A 62 anni se n’è volata sulle piste azzurre del cielo, l’indimenticata e indimenticabile campionessa di sci Doris De Agostini. Dopo essere stata una stella di straordinaria luminosità nel firmamento ticinese, la discesista ora splenderà nella volta celeste. Il mondo dello sport ha un groppo in gola, avvolto da malinconia, tristezza e tanta nostalgia di una ragazza che si divertiva a correre, possedeva una naturalezza contagiosa e un sorriso impagabile.
Nel giornalismo ticinese di 50 anni fa, quando non si sapeva cosa fossero Internet e men che meno tutto il caravanserraglio di Facebook e collaterali, i risultati e le imprese delle gare sportive fuori-Svizzera, si raccontavano con le notizie che arrivavano d’agenzia, per telescrivente. Non c’erano i telefonini, figuriamoci. I cronisti sportivi dovevano industriarsi in tutti i modi per poter stabilire a fine corsa un contatto, raccogliere dalla viva voce dei campioni le loro impressioni, sentimenti ed emozioni. Poi, appena fosse stato possibile, si puntava ad avere in redazione “la” o “il” protagonista nelle varie discipline.
Al Giornale del Popolo il timone dello sport era nelle sicure mani di Aristide Cavaliere, che ha dovuto e potuto inventare le modalità del suo “regno”. I giornalisti erano poche unità e chi cominciava da “bocia” per tentare la strada del giornalismo doveva essere duttile, pronto a scriver di tutto, dalla piccola cronaca alle interviste. Ogni giorno poteva riservare una sorpresa, un fuoriprogramma. Il bello di un mestiere che dispensava avventure segnanti.

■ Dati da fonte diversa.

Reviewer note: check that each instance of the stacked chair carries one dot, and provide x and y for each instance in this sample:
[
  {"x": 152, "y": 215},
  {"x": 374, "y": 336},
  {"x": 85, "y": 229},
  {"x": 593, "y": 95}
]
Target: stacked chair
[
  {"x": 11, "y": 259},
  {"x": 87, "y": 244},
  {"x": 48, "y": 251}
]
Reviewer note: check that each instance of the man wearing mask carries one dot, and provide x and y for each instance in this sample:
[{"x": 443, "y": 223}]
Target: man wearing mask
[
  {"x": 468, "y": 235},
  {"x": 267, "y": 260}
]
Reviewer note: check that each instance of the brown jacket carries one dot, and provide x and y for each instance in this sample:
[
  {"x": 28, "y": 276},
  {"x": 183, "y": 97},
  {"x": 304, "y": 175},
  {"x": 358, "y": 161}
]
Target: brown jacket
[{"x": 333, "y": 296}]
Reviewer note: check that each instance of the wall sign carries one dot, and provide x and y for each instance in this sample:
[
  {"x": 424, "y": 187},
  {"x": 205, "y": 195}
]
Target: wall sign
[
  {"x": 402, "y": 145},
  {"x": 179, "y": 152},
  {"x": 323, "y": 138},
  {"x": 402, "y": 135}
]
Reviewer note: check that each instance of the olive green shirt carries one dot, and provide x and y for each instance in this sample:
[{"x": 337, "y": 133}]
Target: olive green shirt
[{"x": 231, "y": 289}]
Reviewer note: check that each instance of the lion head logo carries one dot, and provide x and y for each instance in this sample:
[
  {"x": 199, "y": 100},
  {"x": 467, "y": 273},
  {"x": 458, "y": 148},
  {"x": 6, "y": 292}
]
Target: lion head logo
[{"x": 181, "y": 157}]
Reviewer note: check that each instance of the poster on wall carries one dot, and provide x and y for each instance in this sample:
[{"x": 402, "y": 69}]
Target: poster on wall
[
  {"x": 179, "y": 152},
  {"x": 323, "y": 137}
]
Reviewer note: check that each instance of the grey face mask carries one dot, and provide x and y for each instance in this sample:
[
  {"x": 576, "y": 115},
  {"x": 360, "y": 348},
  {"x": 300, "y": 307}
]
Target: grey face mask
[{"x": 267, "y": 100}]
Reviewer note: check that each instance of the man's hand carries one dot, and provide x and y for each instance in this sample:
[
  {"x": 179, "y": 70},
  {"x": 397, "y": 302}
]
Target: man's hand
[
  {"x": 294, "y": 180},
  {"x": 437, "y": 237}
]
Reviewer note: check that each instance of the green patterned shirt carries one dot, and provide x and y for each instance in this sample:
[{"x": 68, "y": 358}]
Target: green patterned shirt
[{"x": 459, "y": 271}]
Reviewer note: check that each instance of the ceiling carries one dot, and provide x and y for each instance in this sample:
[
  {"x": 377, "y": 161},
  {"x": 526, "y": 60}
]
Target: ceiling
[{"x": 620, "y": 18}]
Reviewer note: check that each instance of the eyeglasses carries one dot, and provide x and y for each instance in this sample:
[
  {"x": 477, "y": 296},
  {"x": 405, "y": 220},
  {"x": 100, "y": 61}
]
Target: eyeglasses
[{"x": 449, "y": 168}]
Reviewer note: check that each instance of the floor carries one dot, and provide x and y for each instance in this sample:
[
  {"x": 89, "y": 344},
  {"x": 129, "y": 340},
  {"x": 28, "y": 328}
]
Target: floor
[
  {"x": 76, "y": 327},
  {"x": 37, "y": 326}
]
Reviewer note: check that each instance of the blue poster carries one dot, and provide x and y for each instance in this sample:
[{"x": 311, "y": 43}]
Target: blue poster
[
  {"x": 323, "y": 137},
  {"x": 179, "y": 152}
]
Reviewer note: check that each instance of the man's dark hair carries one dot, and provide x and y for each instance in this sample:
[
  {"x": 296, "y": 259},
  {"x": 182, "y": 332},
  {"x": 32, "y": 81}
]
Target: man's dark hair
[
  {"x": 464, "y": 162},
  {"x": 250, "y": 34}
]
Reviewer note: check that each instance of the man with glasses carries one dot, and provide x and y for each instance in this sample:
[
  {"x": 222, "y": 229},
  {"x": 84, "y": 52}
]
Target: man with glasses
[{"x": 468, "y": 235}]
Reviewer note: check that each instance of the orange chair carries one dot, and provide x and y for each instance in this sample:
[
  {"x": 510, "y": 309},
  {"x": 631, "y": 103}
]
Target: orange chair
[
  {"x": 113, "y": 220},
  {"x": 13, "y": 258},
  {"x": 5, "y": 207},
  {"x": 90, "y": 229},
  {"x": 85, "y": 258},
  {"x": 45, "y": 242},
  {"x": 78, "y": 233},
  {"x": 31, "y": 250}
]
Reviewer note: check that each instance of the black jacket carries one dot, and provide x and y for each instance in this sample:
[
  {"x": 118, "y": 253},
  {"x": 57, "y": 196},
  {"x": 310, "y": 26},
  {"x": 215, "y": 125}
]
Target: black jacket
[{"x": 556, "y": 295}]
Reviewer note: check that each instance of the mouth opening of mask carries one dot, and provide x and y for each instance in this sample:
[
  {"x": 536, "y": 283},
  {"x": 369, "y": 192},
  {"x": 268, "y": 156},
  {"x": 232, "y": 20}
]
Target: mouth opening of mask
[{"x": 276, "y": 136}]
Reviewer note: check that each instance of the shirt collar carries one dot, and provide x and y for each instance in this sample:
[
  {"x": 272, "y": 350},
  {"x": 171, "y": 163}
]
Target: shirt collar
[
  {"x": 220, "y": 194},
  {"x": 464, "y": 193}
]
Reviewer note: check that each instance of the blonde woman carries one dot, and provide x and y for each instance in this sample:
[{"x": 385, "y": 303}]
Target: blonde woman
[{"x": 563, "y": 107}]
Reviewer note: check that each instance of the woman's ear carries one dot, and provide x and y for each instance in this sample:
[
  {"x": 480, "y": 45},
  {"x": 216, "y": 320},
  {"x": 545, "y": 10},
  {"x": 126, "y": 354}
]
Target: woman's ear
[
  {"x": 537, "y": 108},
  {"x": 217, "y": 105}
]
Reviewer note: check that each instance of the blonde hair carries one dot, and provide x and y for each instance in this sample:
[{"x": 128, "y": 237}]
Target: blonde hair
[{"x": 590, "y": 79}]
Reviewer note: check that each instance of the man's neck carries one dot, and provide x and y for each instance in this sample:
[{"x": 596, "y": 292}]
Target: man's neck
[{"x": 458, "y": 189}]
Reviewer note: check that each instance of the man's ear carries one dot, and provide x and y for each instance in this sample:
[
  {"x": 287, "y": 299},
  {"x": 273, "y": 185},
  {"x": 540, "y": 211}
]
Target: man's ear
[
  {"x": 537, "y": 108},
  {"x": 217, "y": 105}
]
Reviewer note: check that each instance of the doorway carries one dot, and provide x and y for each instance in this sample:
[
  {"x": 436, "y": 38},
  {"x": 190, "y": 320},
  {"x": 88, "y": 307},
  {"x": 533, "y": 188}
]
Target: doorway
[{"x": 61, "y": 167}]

Dunque: un passaggio obbligato dell’esordiente era la redazione sportiva, fatta da due uffici: quotidiano allenamento a tradurre notizie dal francese e, all’occasione, campioni da far parlare. Un giorno era Clay Regazzoni, un altro Mario Prosperi, un altro ancora Cipriano o Florio Celio oppure Alfio Molina…

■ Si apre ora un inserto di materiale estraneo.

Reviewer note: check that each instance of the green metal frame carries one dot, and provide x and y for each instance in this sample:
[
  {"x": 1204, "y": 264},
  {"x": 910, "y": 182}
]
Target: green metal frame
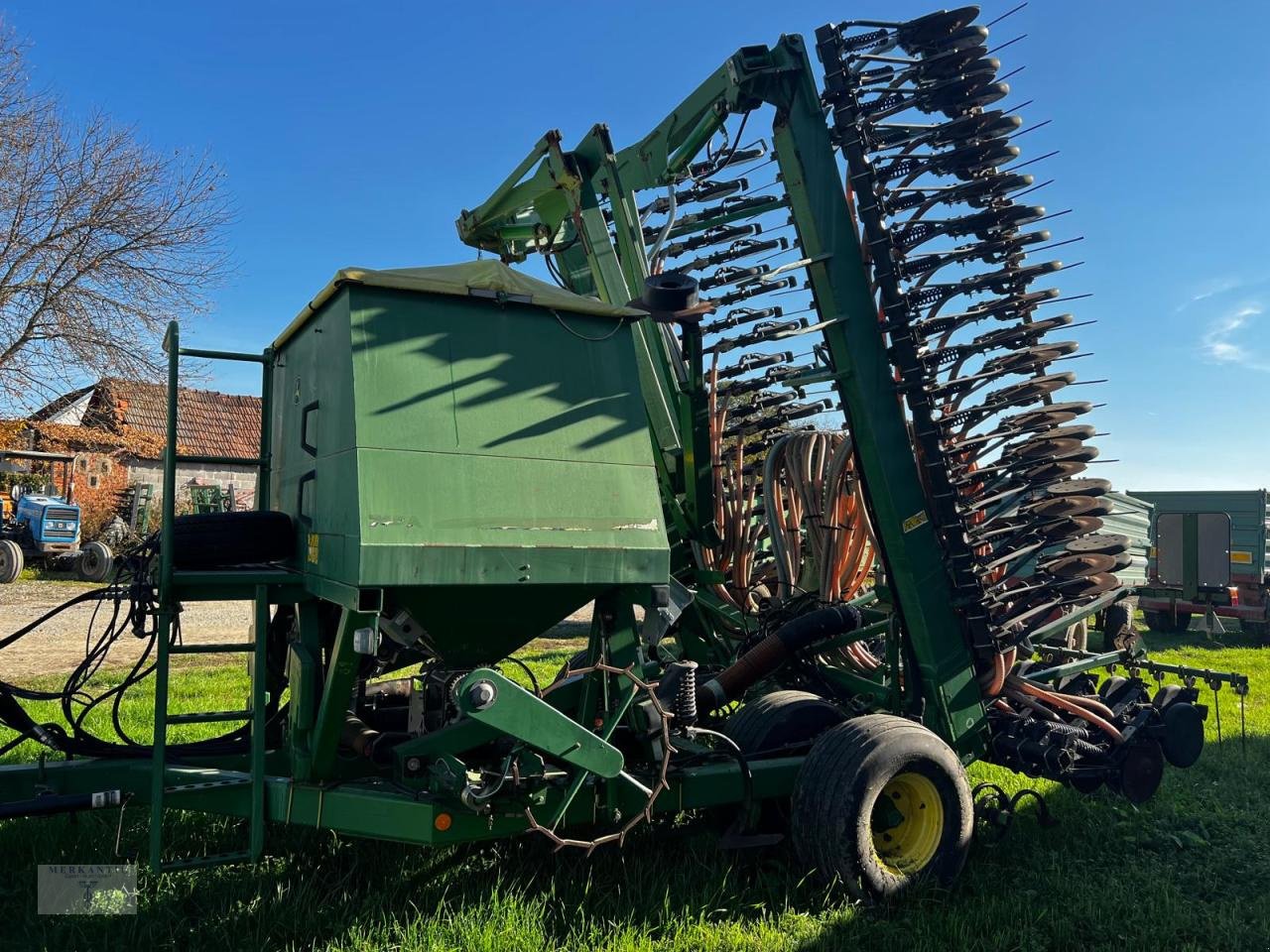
[
  {"x": 780, "y": 76},
  {"x": 553, "y": 203}
]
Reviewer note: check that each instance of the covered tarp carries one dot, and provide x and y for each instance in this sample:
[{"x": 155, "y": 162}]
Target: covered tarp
[{"x": 483, "y": 278}]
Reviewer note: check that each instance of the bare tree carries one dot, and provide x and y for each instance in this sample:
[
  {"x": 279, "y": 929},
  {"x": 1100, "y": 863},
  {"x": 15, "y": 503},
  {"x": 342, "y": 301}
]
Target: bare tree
[{"x": 102, "y": 241}]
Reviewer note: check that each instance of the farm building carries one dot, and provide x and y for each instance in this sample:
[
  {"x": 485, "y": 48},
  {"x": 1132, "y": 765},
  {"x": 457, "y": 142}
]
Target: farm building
[{"x": 116, "y": 430}]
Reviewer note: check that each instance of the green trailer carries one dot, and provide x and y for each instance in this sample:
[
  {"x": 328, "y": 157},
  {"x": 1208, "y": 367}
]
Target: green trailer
[
  {"x": 1247, "y": 597},
  {"x": 454, "y": 458}
]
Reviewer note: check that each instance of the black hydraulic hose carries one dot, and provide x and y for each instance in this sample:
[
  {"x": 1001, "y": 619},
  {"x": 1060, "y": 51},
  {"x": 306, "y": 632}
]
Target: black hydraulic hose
[
  {"x": 775, "y": 651},
  {"x": 95, "y": 594}
]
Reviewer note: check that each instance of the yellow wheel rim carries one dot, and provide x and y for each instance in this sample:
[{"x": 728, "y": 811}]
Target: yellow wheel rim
[{"x": 907, "y": 824}]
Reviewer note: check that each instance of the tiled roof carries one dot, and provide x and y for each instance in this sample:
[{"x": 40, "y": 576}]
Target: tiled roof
[{"x": 207, "y": 422}]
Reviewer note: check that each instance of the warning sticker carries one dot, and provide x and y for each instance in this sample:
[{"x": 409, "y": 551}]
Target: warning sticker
[{"x": 913, "y": 521}]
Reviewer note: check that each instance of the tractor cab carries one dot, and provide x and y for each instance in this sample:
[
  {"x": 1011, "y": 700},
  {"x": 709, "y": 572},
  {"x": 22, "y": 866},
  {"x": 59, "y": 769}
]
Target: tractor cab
[{"x": 42, "y": 525}]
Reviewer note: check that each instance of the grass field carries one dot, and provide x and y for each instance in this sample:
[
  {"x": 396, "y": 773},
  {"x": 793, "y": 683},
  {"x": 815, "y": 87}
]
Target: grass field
[{"x": 1188, "y": 871}]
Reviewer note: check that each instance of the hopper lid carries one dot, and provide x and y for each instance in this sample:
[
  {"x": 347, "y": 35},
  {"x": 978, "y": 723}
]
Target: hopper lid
[{"x": 486, "y": 278}]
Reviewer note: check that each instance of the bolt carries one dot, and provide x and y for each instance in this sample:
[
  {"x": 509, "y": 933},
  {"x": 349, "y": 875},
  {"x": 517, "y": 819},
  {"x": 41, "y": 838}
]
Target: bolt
[{"x": 481, "y": 694}]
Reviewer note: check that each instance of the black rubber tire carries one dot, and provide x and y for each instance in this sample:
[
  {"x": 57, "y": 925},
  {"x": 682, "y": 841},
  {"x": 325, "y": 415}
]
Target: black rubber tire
[
  {"x": 1115, "y": 619},
  {"x": 1178, "y": 622},
  {"x": 838, "y": 787},
  {"x": 94, "y": 562},
  {"x": 781, "y": 719},
  {"x": 222, "y": 539},
  {"x": 1110, "y": 685},
  {"x": 10, "y": 561}
]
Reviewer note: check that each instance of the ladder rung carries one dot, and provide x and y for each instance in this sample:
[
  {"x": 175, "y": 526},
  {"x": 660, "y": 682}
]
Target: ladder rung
[
  {"x": 222, "y": 648},
  {"x": 221, "y": 354},
  {"x": 209, "y": 860},
  {"x": 220, "y": 460},
  {"x": 209, "y": 716},
  {"x": 207, "y": 784}
]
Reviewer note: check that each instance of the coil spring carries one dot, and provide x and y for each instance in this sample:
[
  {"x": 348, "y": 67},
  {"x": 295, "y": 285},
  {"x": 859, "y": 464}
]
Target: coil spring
[{"x": 685, "y": 706}]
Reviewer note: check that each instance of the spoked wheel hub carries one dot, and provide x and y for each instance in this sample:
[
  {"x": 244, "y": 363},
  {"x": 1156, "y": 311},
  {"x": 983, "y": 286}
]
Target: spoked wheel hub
[{"x": 907, "y": 824}]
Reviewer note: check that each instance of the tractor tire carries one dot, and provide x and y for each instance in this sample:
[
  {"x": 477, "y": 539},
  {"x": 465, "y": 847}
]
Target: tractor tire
[
  {"x": 95, "y": 561},
  {"x": 1178, "y": 622},
  {"x": 10, "y": 561},
  {"x": 783, "y": 722},
  {"x": 884, "y": 805},
  {"x": 780, "y": 720},
  {"x": 223, "y": 539},
  {"x": 1115, "y": 620}
]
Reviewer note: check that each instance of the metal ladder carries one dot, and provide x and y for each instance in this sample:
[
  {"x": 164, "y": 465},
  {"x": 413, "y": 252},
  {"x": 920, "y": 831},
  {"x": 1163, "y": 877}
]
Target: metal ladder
[{"x": 172, "y": 589}]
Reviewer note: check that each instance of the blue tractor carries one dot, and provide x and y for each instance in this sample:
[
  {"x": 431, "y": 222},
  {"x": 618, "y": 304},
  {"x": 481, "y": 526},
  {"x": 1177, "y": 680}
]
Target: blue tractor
[{"x": 45, "y": 527}]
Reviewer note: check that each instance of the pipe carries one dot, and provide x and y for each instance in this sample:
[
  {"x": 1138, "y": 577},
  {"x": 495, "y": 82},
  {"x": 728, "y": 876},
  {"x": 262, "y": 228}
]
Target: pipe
[
  {"x": 53, "y": 803},
  {"x": 775, "y": 651}
]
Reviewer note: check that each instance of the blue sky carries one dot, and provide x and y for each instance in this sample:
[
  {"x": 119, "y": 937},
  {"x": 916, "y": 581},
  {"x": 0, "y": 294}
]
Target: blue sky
[{"x": 353, "y": 135}]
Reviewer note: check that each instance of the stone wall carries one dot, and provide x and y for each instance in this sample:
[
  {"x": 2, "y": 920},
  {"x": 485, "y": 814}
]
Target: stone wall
[{"x": 241, "y": 477}]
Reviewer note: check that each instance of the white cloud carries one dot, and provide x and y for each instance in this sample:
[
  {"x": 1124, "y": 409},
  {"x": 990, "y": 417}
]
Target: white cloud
[
  {"x": 1223, "y": 341},
  {"x": 1209, "y": 289}
]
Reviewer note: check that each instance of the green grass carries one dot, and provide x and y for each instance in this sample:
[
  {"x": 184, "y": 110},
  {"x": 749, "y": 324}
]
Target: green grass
[{"x": 1188, "y": 871}]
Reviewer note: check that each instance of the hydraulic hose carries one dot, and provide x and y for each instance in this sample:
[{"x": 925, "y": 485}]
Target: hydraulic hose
[{"x": 775, "y": 651}]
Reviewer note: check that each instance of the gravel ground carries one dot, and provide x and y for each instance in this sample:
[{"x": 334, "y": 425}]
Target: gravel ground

E un bel giorno, reduce dal bronzo mondiale di Garmisch nel 1978, ecco annunciato da un raggiante “Chevalier”, come chiamavamo il capo, l’arrivo nel tardo pomeriggio di Doris De Agostini, subito diventata mito e leggenda. Con la sua impresa e con tutte le successive, aveva conquistato e unito tutto il Ticino. La sua foto con la medaglia di bronzo in primo piano spopolava.
Doris parlava con gli occhi prima ancora che con la voce. Era comunque misurata, mai sopra le righe o eccessiva, preferiva indietro un passo piuttosto che farne uno di troppo. Era anche per questo che aveva vinto l’oro della simpatia e della familiarità. Il suo prestigioso Olimpo personale annovera: due partecipazioni alle Olimpiadi, la prima a Innsbruck nel 1976 – dove s’era già distinta – e l’altra quattro anni dopo, nel 1980 a Lake Placid. Poi mettiamoci otto prestigiose ed esaltanti vittorie in Coppa del mondo, tra le quali il primato nella generale discesa nel 1983, quando precedette la diva Maria Walliser.
Torniamo a quella prima volta di una lunga narrazione al GdP, nel 1978. Fu una bella conversazione con Doris, che non fece degli slalom di parole, ma si espresse con la sua spontaneità, compiendo una panoramica sul circo bianco e presentando anche se stessa, le sue soddisfazioni, gioie, attese, speranze. Una compostezza esemplare. Ricordo che verso la fine dell’incontro, quando entrambi avevamo rotto il ghiaccio della “prima volta” che ci si trovava a tu per tu, le chiesi qual era il suo sogno più alto. Mi rispose senza esitazione: “Possibilmente vincere”. Come aveva già sperimentato e come avrebbe continuato poi a fare, proiettando il suo nome sui gradini più alti del podio.
È stata capace di lasciare lo sci da vincitrice, alzando un bouquet di fiori e facendosi rimpiangere: anche questo rivela lo stile di cui sono fatti i campioni, che alla vita sanno chiedere altri traguardi. Impietoso con lei è stato il destino, che l’ha strappata ai suoi cari, al suo paese delle radici – Airolo – al Cantone, alla Svizzera, al mondo dello sport e non solo. Doris, che è già nella storia, ora resterà nella memoria, fra i ricordi più belli con quel sorriso che era la sua identità.